Binomial coefficients are fundamental in determining each term of a binomial expansion by setting the coefficient of that term.

• For example, in the given problem, when \( k = 3 \) and \( n = 12 \), the binomial coefficient is \( \binom{12}{3} \), which is calculated as \( 220 \).
• This value is then used to find the coefficient of the term in the expansion.

Binomial expansion is the process of expanding expressions that are raised to a power, like \((a + b)^n\). This expansion allows us to express the polynomial in terms of sums of powers of its terms, using coefficients determined by binomial coefficients.
The formula for binomial expansion is given by:\[(a + b)^n = \sum_{k=0}^{n} \binom{n}{k} a^{n-k} b^k\]This means that each term of the expanded polynomial is found by multiplying a binomial coefficient \( \binom{n}{k} \), \( a \) raised to the power of \( n-k \) and \( b \) raised to \( k \).

• In our exercise, \( a = \sqrt{2} \) and \( b = y \).
• For the expansion of \((\sqrt{2} + y)^{12}\), we used this principle to determine each term.

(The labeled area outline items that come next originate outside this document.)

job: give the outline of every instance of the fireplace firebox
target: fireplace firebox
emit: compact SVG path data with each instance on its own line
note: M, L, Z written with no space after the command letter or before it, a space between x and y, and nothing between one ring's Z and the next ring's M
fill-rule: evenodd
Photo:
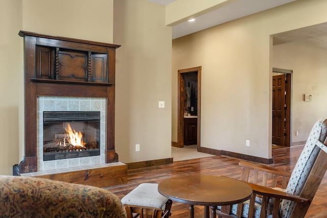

When working with terms like \( (\sqrt{2})^{9} \) in the expansion, we deal with powers of roots.
A root raised to a power follows the laws of exponents, where, for instance, \((a^{1/2})^b\) can be simplified to \( a^{b/2} \). So, for a term like \( (\sqrt{2})^9 \), this becomes:\[(2^{1/2})^9 = 2^{9/2}\]We can further simplify \( 2^{9/2} \) by understanding it as \( (2^{4}) \cdot \sqrt{2} = 8 \sqrt{2} \).

• This simplification is key in calculating the contribution of the root term in each part of the expanded binomial expression.
• Understanding how to manipulate such powers ensures you can accurately calculate each element in a problem like this.